Elezioni Catalogna, indipendentisti hanno maggioranza. Ma Ciudadanos è il primo partito

di redazione Blitz
Pubblicato il 22 dicembre 2017 0:43 | Ultimo aggiornamento: 22 dicembre 2017 1:54
Elezioni-Catalogna

Elezioni Catalogna, exit poll: indipendentisti verso maggioranza

BARCELLONA – I catalani non hanno cambiato idea: a scrutini ultimati il fronte indipendentista incassa un’altra vittoria a meno di due mesi dalla proclamazione della Repubblica catalana, poi destituita. Dopo lo spoglio di oltre il 99% delle schede elettorali in Catalogna, gli autonomisti si aggiudicano la maggioranza assoluta con 70 seggi su 135. Ma gli unionisti di Ciudadans diventano il primo partito della Catalogna con 37 seggi e oltre 950 mila voti.

Le elezioni erano state convocate dal premier spagnolo Mariano Rajoy, con poteri speciali che gli ha conferito il senato di Madrid, dopo che all’indomani della proclamazione di indipendenza catalana, ha dichiarato destituiti il presidente Carles Puigdemont e il suo governo.

Secondo i dati ormai definitivi le tre liste indipendentiste, Erc di Junqueras attualmente in carcere a Madrid, JxCat del President Carles Puigdemont in esilio a Bruxelles e gli antisistema della Cup, otterrebbero 70 seggi. La maggioranza assoluta è a quota 68.

I tre partiti unionisti invece Ciudadanos, Psc e Pp, si fermerebbero a quota 57, ben lontani dalla soglia dei 68. Il voto catalano fa però registrare anche una forte crescita del partito più duramente unionista, Ciudadanos. La lista della andalusa Ines Arrimada, capitalizzando sulla crescita del nazionalismo spagnolo, da 25 deputati sale a 37. Meno brillanti le performance degli altri due: i socialisti catalani sono a quota 17; crollati da 11 a soli 4 deputati regionali i popolari locali, espressione del Partito del premier Rajoy.

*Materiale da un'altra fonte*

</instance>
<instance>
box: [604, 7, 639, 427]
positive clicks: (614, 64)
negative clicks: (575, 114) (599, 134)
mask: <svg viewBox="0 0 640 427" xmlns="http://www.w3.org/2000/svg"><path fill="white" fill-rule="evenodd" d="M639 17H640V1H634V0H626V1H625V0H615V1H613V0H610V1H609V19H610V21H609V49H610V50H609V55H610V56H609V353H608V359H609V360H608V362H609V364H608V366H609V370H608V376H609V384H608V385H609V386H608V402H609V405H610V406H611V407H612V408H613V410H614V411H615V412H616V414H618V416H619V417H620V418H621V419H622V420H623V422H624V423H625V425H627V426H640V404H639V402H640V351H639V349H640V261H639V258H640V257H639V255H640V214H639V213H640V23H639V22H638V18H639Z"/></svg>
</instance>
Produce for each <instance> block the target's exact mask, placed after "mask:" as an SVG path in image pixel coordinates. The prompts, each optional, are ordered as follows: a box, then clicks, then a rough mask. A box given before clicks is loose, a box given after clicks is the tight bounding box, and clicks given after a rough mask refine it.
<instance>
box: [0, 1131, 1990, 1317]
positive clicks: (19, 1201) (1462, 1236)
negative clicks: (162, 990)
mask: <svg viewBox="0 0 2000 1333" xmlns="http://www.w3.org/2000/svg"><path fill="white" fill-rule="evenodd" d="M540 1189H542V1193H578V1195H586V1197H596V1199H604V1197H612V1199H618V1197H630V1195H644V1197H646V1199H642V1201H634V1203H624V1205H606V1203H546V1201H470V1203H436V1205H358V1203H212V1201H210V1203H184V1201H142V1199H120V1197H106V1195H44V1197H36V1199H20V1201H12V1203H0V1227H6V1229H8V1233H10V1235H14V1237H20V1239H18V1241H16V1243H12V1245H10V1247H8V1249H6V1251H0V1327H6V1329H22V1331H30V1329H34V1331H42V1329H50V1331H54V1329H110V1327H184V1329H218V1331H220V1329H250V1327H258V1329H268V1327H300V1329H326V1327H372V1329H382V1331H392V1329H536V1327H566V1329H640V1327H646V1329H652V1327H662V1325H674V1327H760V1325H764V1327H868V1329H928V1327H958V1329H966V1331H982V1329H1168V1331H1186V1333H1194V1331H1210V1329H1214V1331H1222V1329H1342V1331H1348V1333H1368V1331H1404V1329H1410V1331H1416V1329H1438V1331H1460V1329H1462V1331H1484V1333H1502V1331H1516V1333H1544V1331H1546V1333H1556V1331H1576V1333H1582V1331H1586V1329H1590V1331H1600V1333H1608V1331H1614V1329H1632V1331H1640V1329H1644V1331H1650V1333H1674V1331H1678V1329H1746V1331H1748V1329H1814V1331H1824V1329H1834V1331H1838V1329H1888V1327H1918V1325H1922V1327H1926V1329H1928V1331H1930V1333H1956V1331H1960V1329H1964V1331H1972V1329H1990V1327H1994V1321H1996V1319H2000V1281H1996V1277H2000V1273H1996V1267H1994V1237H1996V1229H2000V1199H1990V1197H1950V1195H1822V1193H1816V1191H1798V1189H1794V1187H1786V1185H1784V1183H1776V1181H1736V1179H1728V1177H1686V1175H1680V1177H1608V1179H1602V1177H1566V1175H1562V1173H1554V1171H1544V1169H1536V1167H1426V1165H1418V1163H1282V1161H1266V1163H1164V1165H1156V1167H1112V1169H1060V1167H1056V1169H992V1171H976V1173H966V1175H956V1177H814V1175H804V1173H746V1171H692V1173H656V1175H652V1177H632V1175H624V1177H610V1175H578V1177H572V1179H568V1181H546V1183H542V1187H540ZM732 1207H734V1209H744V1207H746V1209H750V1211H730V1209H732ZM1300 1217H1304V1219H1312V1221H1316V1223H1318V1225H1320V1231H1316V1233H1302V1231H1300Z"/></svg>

Si tratta comunque di dati da prendere con le pinze, anche perché molti fattori fanno di queste elezioni uno scrutinio anomalo. Non solo perché da ottobre la Catalogna è commissariata da Madrid, le sue istituzioni sono state destituite d’ufficio da Rajoy con i poteri speciali votati dal Senato, 18 dei candidati erano incriminati per ribellione, tre in carcere e altri tre in esilio.

L’affluenza alle urne è stata altissima, sopra l’80%, nonostante si sia votato di giovedì e non di domenica, come è tradizione, con tutte le difficoltà che ha comportato per chi lavora.

Ora i tre partiti indipendentisti cercheranno di formare un nuovo governo sebbene con una maggioranza più risicata del precedente. Gli scenari delle prossime settimane sono comunque complicati. I due principali candidati alla presidenza della Catalogna – Puigdemont e Junqueras – sono uno in esilio, inseguito da un mandato di arresto spagnolo, e l’altro in carcere. Al momento sembra molto difficile che possano occupare il loro nuovo scranno in parlamento e partecipare all’elezione del President.

La sessione costitutiva dell’assemblea catalana dovrà tenersi entro il 23 gennaio, il primo turno dell’elezione del President per il 10 febbraio. Se per aprile non sarà stato possibile eleggere il nuovo presidente catalano, scatterà lo scioglimento automatico dell’assemblea con nuove elezioni a fine maggio.